Moving Ahead [October 2011]
Annual Report and new Strategic Plan
Earlier this summer, the Canadian Transportation Agency released its 2010-2011 Annual Report and 2011-2014 Strategic Plan, providing an overview of how it supports a competitive, efficient and accessible national transportation system.
The fiscal year 2010-2011 marked the completion of the Agency's first-ever triennial Strategic Plan. In addition to reporting on the past fiscal year, the Annual Report highlights the accomplishments realized from 2008 to 2011.
The insights gained during the implementation of its 2008-2011 Strategic Plan have helped the Agency chart a new course – one that addresses evolving operating environments of the national transportation sector, and the Agency itself.
The Agency's new 2011-2014 Strategic Plan builds upon previous accomplishments and incorporates feedback from clients and stakeholders. It ensures the Agency is well prepared to anticipate and deal with future challenges and to continue to perform at a high level by focussing on three strategic priorities: Client Service, Regulatory Regime Renewal and People.
The Strategic Plan’s key deliverables include updates to two sets of accessible transportation regulations, the development of a code of practice to help industry comply with accessibility standards, and a new resource tool about the Agency’s accessible dispute resolution process.
The reports are available online in a variety of formats, such as HTML, PDF, PageFlip, ePUB and DAISY (digital talking book). Additional formats are available on request.
Web site upgrade
The Agency’s Web site has been upgraded: information is easier to find, there are new user-friendly tools and the design has been updated with a more modern look. The upgrade will help us deliver high-quality client service in a more consistent and cost-effective fashion.
The improved site puts more control into your hands:
- The new search function lets you filter results quickly and easily to get the information you need.
- For e-mail updates, the new login system provides better security.
- The newtabbed structure presents information in a consistent and user-friendly fashion. For example, the Accessible Transportation page now has separate sections for the public and for industry so the information you need is at your fingertips.
Have a suggestion on how we can make your visit to our site even better? Let us know what you think!
Our dedication to Web accessibility
The Agency prides itself on having a Web site that meets, and in many cases exceeds, the current Web accessibility standards. That being said, our goal is to continually improve the site’s accessibility.
“We are really trying to go above and beyond the official standards,” says Albert Novikov, the Agency’s Webmaster. “Having an accessible site is not just checking items off a list. We’re looking at how people use our site every day , and how we can make it easier to find information.”
The Web site upgrade described above provides us with the basis for further accessibility improvements, by having a more consistent structure and page layout. Users can develop a good comfort level when navigating the site because they know where to find the search function, menus, etc.

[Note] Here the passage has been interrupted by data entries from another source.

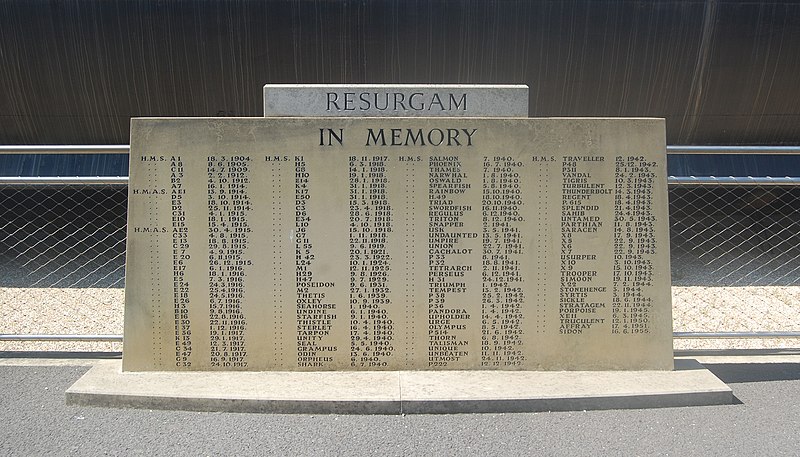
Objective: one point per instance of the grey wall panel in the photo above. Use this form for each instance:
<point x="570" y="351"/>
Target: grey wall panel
<point x="720" y="71"/>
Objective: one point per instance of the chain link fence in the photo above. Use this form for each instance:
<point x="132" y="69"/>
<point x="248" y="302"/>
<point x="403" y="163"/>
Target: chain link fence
<point x="62" y="262"/>
<point x="735" y="260"/>
<point x="734" y="249"/>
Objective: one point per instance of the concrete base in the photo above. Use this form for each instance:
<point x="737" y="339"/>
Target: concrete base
<point x="399" y="392"/>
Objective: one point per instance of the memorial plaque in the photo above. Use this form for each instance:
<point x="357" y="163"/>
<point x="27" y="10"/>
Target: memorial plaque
<point x="397" y="244"/>
<point x="404" y="100"/>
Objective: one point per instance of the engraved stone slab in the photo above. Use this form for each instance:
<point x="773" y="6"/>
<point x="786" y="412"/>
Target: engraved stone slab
<point x="317" y="244"/>
<point x="404" y="100"/>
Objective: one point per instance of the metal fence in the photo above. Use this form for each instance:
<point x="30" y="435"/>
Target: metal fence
<point x="734" y="249"/>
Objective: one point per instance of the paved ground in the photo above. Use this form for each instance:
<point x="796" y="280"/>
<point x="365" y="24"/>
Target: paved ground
<point x="35" y="421"/>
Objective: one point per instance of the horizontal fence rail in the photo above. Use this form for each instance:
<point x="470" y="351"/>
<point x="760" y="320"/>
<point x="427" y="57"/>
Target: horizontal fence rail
<point x="755" y="242"/>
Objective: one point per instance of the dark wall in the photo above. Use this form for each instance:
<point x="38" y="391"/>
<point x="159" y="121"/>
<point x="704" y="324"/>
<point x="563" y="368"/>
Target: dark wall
<point x="721" y="72"/>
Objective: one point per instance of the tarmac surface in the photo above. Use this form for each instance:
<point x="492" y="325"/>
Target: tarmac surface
<point x="765" y="421"/>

The Agency also enlisted a consultant with significant expertise in Web accessibility to review the entire site and identify any accessibility issues. We are now working to implement the recommendations in the consultant’s report, focussing on the most-used content first, for example the homepage and the Accessible Transportation pages.
In addition, in early August, the Government of Canada released a new Standard on Web Accessibility. As per the standard, all new pages posted by the Agency are compliant with the World Wide Web Consortium's Web Content Accessibility Guidelines at the AA level.
If you have any comments, questions, or suggestions on how we can make the site more accessible, please contact the Agency.
Ongoing allergy cases
Over the past few years, the Agency has investigated several cases related to allergies involving major Canadian air carriers. Visit the Agency’s website for up-to-date information about the following past and ongoing allergy cases:
Up for discussion at the next AAC meeting
The Agency's Accessibility Advisory Committee (AAC) is meeting on October 17-18 to discuss several key projects, including:
- The update of Part VII of the Air Transportation Regulations (Terms and Conditions of Carriage of Persons with Disabilities);
- The update of the Personnel Training for the Assistance of Persons with Disabilities Regulations;
- Resource material for the carriage of mobility aids onboard aircraft, trains and ferries;
- Resource material for the resolution of accessible transportation disputes; and
- A new code of practice for the accessibility of non-National Airports System air terminals.